Transitions Home

What does it mean to be “home?”

I’ve written on the subject for myself before, and have yet to come to a definitive conclusion. Sometimes, the studio, the home of creation or practice, feels like home. Sometimes, it is that first place we felt safe as a child. Sometimes, it is with loved ones and family, sometimes alone on a trail in the woods. Sometimes a classroom, sometimes an apartment…sometimes, it is glaringly, horribly absent from all of these.

Traditional American culture operates under the assumption that home is a fixed and stable external place to which one can return for an indefinite amount of time and gain relaxation and rejuvenation. It is constant and unchanging.

And yet, the physical places we call home shift constantly – in the last five years alone, I have called more than eight places “home” – whether for that moment, in reference to a past experience, in anticipation, or even simultaneously.  All of these places were truly home, and all of them sometimes just were not where I was supposed to be; how then, can “home” be a single place?

What if “home” is not concrete? What if it is instead a series of fleeting moments, an ephemeral concept whose true constancy is our ability to perceive and exist within it? To find it within ourselves?

In a practical sense, this is not an implausible interpretation; the Icelandic word, heimr, to which home is etymologically related, means both “world” and “peace.” To feel at home, then, would be to experience our world at peace – to be exactly where we need to be, with what we need, surrounded by those whom we need or who need us.   That sensation, that notion, isn’t rooted in a single place, but rather in a personal perception and deep-seated understanding.

During transitional moments, it is easy to lose track of our sense of home, to feel adrift and remote even in familiar places. I stand at a crossroads yet again, on the edge between teacher and student, independent adult and dependent child. I have my own apartment – as Virginia Woolf would want, I have “A Room of [my] Own” – enough money to start out, and the prospect of earning enough to support myself beyond mere necessity. I have stepped from a scrappy world of just-getting-by into a professional world I have known only from a distance. I feel like a pretender; where do I fit in this world? Where are the peaceful moments?  When will I recognize myself? How will I know when I am home?

The truth is, it is these times of transition that show me how deeply embedded my home is within my sense of self; in just the last two weeks, home has been: a moment on my morning run looking at a hot air balloon with Mt. Rainier in the background, staring at the sunrise in stopped traffic on the interstate, listening to “Make Them Gold” by CHVRCHES on repeat one morning, sipping coffee in my new apartment, watering the roses at the house I lived in last year… It is in moments, not places, in which notice I am home. Sure, these come with more regularity in the places with which I am more familiar, but that is likely because I am more able to recognize them –  I am not so busy working to figure out my role and place that I lose track of the moments of home, those flashes of internal clarity when I know I am enough.
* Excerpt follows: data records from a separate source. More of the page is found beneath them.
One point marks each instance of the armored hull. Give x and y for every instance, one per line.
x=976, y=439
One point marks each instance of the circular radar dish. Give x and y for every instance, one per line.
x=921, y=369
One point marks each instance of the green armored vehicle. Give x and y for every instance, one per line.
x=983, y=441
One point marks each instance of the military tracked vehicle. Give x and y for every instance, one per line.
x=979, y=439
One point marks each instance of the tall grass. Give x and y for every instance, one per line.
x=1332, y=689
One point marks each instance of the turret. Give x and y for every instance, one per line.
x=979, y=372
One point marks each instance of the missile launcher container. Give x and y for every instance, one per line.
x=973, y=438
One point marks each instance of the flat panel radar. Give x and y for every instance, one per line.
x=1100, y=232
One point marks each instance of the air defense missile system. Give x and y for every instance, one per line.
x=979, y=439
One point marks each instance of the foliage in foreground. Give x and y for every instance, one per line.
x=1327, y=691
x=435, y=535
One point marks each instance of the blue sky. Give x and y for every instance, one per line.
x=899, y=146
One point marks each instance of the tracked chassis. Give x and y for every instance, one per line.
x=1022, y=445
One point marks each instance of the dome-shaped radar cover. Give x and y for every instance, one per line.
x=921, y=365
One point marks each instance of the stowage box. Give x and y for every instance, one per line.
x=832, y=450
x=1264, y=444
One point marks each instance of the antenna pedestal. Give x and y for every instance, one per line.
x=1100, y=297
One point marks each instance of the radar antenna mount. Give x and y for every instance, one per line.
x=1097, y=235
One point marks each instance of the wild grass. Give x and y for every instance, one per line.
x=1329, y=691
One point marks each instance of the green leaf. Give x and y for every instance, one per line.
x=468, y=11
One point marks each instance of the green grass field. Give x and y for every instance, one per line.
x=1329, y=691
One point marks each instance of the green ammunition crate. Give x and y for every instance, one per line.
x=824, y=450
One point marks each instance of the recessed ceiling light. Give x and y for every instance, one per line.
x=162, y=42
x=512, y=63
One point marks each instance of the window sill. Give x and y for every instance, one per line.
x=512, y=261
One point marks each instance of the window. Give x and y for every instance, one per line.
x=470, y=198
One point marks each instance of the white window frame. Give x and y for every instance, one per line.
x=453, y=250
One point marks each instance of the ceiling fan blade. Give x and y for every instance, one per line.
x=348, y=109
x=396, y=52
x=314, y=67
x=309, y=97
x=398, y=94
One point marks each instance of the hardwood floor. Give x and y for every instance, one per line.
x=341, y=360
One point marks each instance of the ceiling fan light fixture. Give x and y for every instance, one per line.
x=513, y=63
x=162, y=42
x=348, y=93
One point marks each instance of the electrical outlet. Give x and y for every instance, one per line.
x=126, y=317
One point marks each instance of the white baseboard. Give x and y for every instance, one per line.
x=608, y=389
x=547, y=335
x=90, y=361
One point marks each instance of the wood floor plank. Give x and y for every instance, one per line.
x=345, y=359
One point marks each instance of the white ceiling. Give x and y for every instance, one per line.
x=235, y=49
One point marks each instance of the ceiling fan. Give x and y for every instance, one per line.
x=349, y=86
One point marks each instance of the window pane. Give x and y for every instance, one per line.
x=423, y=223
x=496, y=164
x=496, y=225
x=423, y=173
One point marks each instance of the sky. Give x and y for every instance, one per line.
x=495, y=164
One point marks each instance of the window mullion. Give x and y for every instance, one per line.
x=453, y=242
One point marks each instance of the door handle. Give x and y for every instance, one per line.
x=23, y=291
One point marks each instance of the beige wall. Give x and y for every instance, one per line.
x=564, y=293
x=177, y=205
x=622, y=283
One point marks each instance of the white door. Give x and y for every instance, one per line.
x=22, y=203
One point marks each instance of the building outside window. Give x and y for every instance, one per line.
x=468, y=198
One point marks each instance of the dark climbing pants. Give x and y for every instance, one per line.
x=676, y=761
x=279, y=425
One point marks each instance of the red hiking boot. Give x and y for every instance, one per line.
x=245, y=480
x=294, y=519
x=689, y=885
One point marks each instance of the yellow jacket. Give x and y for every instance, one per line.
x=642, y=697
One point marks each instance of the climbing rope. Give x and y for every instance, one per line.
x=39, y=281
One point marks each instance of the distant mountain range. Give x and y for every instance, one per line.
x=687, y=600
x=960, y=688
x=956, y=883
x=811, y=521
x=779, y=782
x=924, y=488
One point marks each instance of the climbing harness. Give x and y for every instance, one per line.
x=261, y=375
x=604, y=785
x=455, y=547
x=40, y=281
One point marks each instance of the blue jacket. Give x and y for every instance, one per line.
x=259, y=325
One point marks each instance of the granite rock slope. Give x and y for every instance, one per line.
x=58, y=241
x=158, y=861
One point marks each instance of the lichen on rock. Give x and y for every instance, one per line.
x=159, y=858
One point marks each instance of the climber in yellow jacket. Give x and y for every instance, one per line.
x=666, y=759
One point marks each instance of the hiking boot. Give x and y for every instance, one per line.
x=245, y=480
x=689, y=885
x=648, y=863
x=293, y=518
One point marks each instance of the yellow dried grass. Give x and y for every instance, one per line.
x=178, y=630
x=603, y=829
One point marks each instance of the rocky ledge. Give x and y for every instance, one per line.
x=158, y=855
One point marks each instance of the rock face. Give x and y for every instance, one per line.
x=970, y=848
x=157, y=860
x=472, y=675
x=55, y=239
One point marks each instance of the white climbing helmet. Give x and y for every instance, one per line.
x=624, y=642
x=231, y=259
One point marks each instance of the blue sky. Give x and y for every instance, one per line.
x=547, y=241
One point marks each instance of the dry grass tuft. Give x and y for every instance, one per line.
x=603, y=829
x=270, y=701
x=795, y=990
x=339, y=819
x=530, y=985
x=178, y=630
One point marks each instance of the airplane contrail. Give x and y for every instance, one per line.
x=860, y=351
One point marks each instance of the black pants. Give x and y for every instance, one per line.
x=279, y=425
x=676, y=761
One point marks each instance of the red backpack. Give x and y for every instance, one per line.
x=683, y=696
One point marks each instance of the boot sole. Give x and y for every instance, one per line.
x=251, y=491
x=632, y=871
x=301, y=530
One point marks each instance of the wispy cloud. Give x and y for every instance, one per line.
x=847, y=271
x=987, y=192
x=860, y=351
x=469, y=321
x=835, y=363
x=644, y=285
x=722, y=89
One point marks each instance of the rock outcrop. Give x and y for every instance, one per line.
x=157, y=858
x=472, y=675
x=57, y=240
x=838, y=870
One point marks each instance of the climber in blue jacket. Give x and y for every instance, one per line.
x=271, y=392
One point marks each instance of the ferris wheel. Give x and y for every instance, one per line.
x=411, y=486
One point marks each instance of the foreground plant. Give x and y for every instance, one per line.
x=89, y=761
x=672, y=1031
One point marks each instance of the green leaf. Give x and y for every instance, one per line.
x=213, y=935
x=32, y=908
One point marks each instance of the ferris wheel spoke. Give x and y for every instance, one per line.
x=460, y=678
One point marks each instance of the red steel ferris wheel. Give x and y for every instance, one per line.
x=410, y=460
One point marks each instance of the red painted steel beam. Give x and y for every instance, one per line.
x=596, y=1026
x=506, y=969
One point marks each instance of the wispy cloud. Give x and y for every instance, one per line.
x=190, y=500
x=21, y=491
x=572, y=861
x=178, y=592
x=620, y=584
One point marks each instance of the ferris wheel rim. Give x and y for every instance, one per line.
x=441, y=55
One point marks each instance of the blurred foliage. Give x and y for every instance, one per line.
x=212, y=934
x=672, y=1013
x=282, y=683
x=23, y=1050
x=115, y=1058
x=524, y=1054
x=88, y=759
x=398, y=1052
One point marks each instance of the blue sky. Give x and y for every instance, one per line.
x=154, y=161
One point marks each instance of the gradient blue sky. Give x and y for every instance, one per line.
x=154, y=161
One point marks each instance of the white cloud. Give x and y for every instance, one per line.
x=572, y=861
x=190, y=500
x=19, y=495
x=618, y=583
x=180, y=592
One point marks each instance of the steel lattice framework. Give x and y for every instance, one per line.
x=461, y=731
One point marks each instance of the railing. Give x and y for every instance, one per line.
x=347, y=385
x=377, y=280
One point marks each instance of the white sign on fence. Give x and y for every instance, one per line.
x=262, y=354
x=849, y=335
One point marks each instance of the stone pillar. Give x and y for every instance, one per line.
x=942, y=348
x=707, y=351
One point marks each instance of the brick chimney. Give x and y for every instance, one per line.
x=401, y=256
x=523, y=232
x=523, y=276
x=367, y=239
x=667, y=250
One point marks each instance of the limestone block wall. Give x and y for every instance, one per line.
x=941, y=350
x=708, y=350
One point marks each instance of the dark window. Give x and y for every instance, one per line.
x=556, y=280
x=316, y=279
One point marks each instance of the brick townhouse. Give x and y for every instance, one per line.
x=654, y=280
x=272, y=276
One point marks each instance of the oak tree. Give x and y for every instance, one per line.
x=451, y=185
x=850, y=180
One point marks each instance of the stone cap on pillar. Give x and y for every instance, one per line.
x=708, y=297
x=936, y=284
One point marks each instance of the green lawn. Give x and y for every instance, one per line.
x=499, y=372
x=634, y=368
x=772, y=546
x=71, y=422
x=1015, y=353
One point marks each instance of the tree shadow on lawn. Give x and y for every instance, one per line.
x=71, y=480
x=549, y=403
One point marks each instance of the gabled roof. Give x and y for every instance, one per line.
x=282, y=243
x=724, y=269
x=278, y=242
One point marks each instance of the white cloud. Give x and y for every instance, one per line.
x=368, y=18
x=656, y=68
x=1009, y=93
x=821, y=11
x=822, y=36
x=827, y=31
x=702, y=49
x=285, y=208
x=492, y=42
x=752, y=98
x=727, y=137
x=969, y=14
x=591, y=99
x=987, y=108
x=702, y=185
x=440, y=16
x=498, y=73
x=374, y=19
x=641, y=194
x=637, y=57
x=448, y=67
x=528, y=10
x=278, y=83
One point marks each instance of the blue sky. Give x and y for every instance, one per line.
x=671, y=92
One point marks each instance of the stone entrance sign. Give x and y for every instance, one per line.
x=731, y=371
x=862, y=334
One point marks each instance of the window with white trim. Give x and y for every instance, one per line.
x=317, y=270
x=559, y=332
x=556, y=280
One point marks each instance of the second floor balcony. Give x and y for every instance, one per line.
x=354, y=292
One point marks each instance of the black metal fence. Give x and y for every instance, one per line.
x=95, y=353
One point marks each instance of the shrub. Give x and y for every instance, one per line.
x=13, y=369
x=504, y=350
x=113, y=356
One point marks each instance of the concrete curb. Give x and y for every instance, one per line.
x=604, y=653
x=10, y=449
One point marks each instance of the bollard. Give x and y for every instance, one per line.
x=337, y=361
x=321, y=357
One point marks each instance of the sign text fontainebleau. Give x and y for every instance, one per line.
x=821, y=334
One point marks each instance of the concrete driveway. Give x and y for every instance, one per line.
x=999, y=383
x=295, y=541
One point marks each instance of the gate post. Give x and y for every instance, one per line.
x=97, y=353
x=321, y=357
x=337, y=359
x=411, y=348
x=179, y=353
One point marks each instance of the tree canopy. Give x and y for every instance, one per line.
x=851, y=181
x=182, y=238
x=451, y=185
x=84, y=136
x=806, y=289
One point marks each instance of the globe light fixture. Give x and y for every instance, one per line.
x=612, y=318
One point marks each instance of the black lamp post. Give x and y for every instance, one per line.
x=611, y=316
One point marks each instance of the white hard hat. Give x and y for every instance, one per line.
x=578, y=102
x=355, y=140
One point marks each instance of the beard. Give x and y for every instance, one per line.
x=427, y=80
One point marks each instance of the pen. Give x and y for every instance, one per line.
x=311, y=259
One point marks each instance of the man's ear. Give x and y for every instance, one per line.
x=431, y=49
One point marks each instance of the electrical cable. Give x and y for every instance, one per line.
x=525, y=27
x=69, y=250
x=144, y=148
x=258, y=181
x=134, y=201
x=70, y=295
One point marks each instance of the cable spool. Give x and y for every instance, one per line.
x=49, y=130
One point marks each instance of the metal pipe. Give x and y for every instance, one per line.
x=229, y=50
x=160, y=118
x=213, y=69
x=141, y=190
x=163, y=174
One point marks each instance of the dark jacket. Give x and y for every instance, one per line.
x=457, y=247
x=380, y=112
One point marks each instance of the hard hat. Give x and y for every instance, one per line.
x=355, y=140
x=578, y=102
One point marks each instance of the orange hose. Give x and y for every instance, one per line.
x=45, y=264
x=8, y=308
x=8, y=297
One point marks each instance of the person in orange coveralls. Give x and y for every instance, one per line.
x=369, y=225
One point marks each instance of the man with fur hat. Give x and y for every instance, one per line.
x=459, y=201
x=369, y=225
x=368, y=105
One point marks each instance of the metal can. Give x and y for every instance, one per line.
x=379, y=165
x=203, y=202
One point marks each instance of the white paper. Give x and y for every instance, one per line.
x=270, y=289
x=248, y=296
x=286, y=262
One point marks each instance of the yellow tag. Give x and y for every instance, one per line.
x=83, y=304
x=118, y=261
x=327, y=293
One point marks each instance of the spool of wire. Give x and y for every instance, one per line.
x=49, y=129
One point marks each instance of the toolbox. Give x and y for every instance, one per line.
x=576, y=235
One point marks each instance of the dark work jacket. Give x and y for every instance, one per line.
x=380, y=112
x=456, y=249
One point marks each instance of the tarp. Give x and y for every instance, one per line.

In a few short days, I will greet my students for the first time as their teacher. Many will be starting the year in a new building, some may be in a new town, state, or even country, and all will be adapting to a new population of students, a new set of teachers and expectations, a new set of learning outcomes to which they will need to rise, new technology, new friends…transitions will be in no short supply – and school may be the most stable piece of the world for more than several. As I find my own place, how can I lead my students to the same? How can we use these transitions as ways to, together,  find home, to recognize ourselves inside the unfamiliar?

As the Socratic sentence stem begins, there is not one answer to this question; as with all learning, it will be the process and the practice that will teach the most. One of our building’s goals for the year is that each student be able to experience joy each day. Perhaps I’ll start there and, through finding joy, end up at home.